A huge country kitchen faces onto the entry porch. It contains a chrome and aqua wood-burning stove that gives the house its warmth. On this day, the kitchen table was loaded with cookie trays and the room smelled faintly of wood smoke and spiced cider. Next to the kitchen is a living room with bookshelves, easy chairs, a bare tree branch covered with lights and decorations, and a wall of family pictures. Beyond the living room is a sleeping area walled in reddish, knotty pine. It includes a bathroom, several closets, and two bedrooms, one of which brims with hobby material including cake-decorating equipment. Mary taught cake decorating before she retired. All of the rooms seem large because of the round, 10-foot high ceilings, even though the Quonset hut covers only a 20- by 56-foot area.

The house bustled with neighbors, Mary’s classmates from the South Side Senior Center, and her relatives and friends. Each person brought three-dozen homemade cookies to share and took a tasty three-dozen assortment home.

Mary Bernal, a small, cheerful, gray-haired woman, and her deceased husband Marshal Bernal, a Spanish land grant descendant, built this Quonset hut in 1947 from a war surplus kit. Mary said that in those days they were land rich and cash poor.

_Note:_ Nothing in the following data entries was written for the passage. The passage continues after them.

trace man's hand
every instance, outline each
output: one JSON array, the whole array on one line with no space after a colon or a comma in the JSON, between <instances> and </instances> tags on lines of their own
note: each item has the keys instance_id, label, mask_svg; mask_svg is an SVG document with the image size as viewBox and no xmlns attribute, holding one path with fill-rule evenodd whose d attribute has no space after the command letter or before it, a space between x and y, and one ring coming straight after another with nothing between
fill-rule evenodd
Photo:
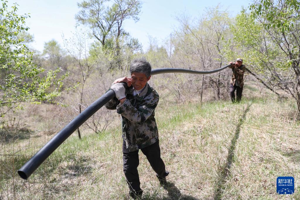
<instances>
[{"instance_id":1,"label":"man's hand","mask_svg":"<svg viewBox=\"0 0 300 200\"><path fill-rule=\"evenodd\" d=\"M120 78L119 79L118 79L113 82L114 83L123 82L126 83L127 83L127 85L128 85L128 87L130 87L131 86L131 82L130 81L130 78L126 77L126 76L123 77L123 78Z\"/></svg>"},{"instance_id":2,"label":"man's hand","mask_svg":"<svg viewBox=\"0 0 300 200\"><path fill-rule=\"evenodd\" d=\"M113 90L116 94L116 97L118 100L125 98L125 88L123 84L120 83L117 83L110 87L110 89Z\"/></svg>"}]
</instances>

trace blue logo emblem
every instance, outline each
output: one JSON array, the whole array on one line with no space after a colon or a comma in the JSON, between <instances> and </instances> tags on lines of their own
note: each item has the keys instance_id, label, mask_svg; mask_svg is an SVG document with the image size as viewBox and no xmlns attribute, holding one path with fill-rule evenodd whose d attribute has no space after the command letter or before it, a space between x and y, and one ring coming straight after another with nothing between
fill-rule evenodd
<instances>
[{"instance_id":1,"label":"blue logo emblem","mask_svg":"<svg viewBox=\"0 0 300 200\"><path fill-rule=\"evenodd\" d=\"M277 193L279 194L294 193L295 182L291 176L279 176L276 180Z\"/></svg>"}]
</instances>

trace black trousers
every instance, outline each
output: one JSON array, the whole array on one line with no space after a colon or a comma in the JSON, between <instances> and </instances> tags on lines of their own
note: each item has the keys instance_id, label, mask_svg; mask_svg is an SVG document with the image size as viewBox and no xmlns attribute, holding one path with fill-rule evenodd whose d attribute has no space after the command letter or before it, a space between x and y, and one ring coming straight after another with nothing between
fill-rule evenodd
<instances>
[{"instance_id":1,"label":"black trousers","mask_svg":"<svg viewBox=\"0 0 300 200\"><path fill-rule=\"evenodd\" d=\"M130 193L135 193L136 192L142 191L140 187L140 183L137 171L137 166L140 162L139 150L129 151L129 149L126 148L126 144L124 139L122 148L123 171L130 190ZM141 151L146 156L154 171L160 177L165 177L166 167L164 161L160 158L159 141L141 149Z\"/></svg>"},{"instance_id":2,"label":"black trousers","mask_svg":"<svg viewBox=\"0 0 300 200\"><path fill-rule=\"evenodd\" d=\"M242 98L242 93L243 92L243 87L241 88L237 86L235 84L233 85L230 84L230 96L231 97L231 100L232 102L234 102L236 96L234 94L234 92L236 90L236 100L238 102L239 102Z\"/></svg>"}]
</instances>

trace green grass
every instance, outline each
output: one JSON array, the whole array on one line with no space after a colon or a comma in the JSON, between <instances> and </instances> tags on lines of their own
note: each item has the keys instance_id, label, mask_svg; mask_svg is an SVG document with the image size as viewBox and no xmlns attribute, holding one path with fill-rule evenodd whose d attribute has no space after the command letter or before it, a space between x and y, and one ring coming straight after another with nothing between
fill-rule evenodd
<instances>
[{"instance_id":1,"label":"green grass","mask_svg":"<svg viewBox=\"0 0 300 200\"><path fill-rule=\"evenodd\" d=\"M276 193L278 176L299 180L300 129L292 119L292 104L250 96L238 104L159 106L156 118L171 187L159 187L140 152L143 199L300 199L297 188L290 196ZM104 132L70 137L26 181L16 170L50 137L6 144L2 151L7 154L31 147L20 156L0 156L0 199L126 199L120 128L118 120Z\"/></svg>"}]
</instances>

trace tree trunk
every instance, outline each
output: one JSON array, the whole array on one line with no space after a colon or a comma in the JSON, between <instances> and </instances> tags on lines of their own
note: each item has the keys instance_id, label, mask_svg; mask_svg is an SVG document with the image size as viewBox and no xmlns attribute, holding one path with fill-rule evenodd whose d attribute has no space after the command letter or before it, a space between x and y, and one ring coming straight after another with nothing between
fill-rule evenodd
<instances>
[{"instance_id":1,"label":"tree trunk","mask_svg":"<svg viewBox=\"0 0 300 200\"><path fill-rule=\"evenodd\" d=\"M81 136L80 134L80 130L79 130L79 128L78 128L77 129L77 132L78 132L78 137L79 138L79 139L81 139Z\"/></svg>"},{"instance_id":2,"label":"tree trunk","mask_svg":"<svg viewBox=\"0 0 300 200\"><path fill-rule=\"evenodd\" d=\"M202 76L202 85L201 85L201 93L200 93L200 96L201 98L200 99L200 103L202 103L202 95L203 94L203 82L204 82L204 75L203 75L203 76Z\"/></svg>"}]
</instances>

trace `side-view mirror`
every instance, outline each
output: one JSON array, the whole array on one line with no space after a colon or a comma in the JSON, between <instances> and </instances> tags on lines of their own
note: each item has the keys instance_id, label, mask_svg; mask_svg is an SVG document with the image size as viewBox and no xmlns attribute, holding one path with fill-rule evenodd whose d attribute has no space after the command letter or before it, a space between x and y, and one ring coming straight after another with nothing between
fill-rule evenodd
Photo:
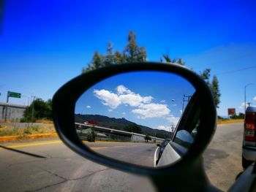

“You couldn’t get nails after the war because a lot of things were still rationed. So Marshal obtained a bucket of used nails and we hammered the nails straight. I got blisters on my hand that took weeks to heal.” She held up her left hand and stroked her thumb and forefinger with which she had held the nails. Then she added, “Water pipe was rationed too. Our spring is about a quarter-mile up the canyon,” pointing up toward a large hill behind the house, “and we could only get 20 feet of pipe per month. It took us more than a year to get running water, so in the early days we had to carry water jugs from a neighbor’s house.”

Mary was born in Monterey. When her father died in 1920, she was only 6 and her mother was pregnant with a sixth child. The children were separated. Mary spent some of her early years in an orphanage, the building that is now the Notre Dame Catholic Girl’s School. Later she moved to the Catholic Convent in Saratoga and then to the Los Angeles area.

Mary returned to San Jose as a young woman and met her husband at a local dance club. They started their life together in Morgan Hill where she accidentally discovered her youngest sister. The two sisters were able to reunite the family.

Mary, 89, now lives alone, and she doesn’t drive. Her two sons, Mark and Micheal, live in modern homes near the ranch property. Mary’s sons and neighbors provide transportation that allows her to lead an active and independent life.

Visiting Mary in her Quonset hut is a trip back to a simpler life of the past. Mary clearly enjoys where she lives, and likes sharing her experience as the matriarch of her family. She may be wealthy by today’s standards, but she chooses to live her charming lifestyle in the Quonset hut she and her husband built rather than live one of today’s “monster homes.”

Karl Belser is a freelance writer who lives in Cambrian.